Ali Bacher, the former CSA chief executive and Test player, paid tribute to Gordon. "He always had a smile on his face," he told ESPNcricinfo. "He had one common theme about his life: he always enjoyed the people he met, through cricket and through golf. He lived life to the full." Gordon was an honorary life member of the Houghton Golf Club and a regular visitor there for lunches and suppers.
Gordon lived in Hillbrow, close to the Johannesburg City Centre, which was a plush area in the 1970s and 1980s but had suffered neglect in the following decades. Despite the changes in the area, Gordon remained a popular figure among the residents.

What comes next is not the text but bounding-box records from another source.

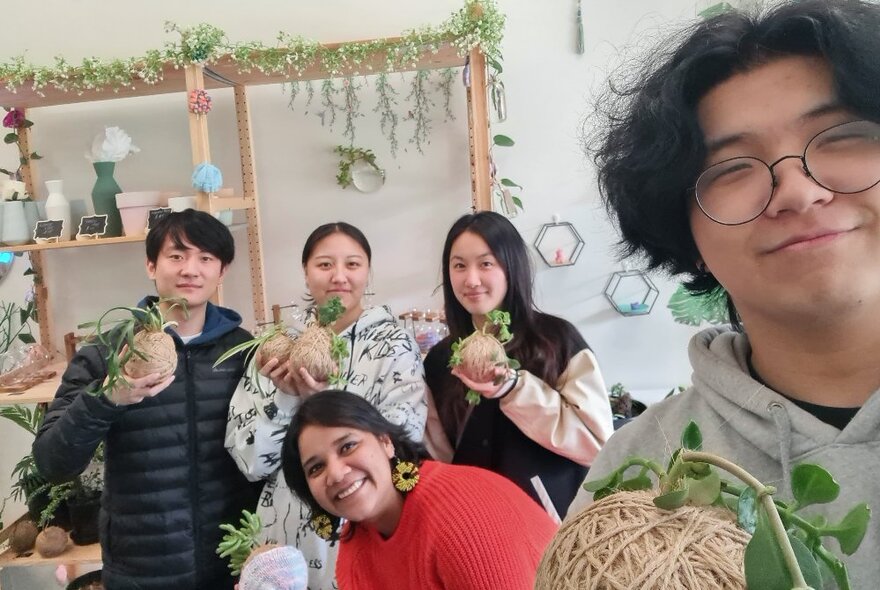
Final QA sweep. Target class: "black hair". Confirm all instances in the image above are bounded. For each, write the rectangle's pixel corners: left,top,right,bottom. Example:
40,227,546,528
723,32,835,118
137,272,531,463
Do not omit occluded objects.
302,221,373,266
443,211,587,388
281,389,428,531
587,0,880,325
146,209,235,268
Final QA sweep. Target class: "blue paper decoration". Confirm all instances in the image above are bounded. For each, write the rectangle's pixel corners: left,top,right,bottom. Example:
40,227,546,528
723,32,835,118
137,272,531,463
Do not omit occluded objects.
193,162,223,193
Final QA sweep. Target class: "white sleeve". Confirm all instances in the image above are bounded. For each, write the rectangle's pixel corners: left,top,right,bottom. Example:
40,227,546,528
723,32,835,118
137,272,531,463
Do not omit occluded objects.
369,330,428,442
225,359,301,481
501,349,614,466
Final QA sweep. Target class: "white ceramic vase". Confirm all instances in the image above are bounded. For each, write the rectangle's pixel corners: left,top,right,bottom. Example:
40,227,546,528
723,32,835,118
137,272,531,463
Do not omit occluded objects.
46,180,71,242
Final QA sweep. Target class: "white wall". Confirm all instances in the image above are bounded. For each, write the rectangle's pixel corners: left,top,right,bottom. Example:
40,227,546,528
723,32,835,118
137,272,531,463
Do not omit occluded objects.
0,0,724,536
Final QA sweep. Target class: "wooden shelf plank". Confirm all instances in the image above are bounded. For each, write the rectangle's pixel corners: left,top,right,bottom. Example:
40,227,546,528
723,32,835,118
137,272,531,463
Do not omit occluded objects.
0,543,101,567
0,513,101,567
0,236,146,252
0,39,465,109
0,360,67,406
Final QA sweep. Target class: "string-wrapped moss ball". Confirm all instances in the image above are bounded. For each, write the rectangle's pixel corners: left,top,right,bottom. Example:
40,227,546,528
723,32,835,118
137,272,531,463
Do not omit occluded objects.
535,491,749,590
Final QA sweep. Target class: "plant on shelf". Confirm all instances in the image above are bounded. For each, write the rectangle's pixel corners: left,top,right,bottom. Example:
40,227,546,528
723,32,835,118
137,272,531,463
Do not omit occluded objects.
78,298,188,395
333,145,385,188
489,134,523,217
552,422,870,590
0,108,42,190
0,299,37,354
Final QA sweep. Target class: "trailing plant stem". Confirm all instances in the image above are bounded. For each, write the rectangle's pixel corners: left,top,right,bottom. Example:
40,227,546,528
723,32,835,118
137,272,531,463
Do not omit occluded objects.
670,449,809,590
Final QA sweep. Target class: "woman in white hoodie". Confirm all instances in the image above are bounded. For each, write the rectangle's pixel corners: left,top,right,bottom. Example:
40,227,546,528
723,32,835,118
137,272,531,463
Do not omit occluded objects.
226,222,427,590
569,0,880,588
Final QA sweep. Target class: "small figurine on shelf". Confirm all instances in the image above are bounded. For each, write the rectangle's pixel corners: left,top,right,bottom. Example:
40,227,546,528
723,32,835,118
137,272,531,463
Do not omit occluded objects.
553,248,565,264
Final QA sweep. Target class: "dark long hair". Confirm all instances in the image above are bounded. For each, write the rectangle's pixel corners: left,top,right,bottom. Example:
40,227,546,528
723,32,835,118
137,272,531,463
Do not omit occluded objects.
443,211,586,388
586,0,880,322
281,390,428,532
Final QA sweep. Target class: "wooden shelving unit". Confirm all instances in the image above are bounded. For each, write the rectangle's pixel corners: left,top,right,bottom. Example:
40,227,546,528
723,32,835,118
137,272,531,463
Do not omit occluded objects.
0,15,492,580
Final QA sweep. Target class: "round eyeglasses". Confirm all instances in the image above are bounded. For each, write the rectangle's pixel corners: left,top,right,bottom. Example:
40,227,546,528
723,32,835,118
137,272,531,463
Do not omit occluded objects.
694,121,880,225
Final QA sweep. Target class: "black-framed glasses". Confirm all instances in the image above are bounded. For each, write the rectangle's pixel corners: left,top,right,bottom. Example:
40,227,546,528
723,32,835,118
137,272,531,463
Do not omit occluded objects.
694,121,880,225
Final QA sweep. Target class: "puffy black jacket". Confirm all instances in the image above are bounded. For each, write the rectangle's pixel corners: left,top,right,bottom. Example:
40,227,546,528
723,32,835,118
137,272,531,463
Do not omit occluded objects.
33,304,259,590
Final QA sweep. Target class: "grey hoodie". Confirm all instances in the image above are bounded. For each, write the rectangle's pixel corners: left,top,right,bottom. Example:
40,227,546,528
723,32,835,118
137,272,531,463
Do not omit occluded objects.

"When I went to visit him I asked him whether he had ever been bothered by living there or felt unsafe," Bacher said. "He said no. He said there was only one occasion when he was bothered by someone at night but in general everybody knew him there and everybody loved him."
Bacher also recalled his memories of visiting Gordon's sports shop as a child and said the former fast bowler was popular with female fans.
"In the 1950s, Norman owned a sports shop in Eloff Street," Bacher said. "Every year my mother would take me there to buy a new bat. I used to look forward to those visits so much.
"Norman was very good-looking; he always had ladies after him. When I was interviewing him for SuperSport a few years ago, my mother-in-law, who is 98, fairly conservative and of very sound mind, went to my wife with a confession. She said that when she was 17 she had a crush on Gordon. So when I interviewed him I had to ask him whether he knew how popular he was with women. When I put it to him that the ladies seemed to really like him, he said, 'Oh yes, I know.'"
After his demise, another former South Africa fast bowler, Lindsay Tuckett, has become the oldest living Test cricketer.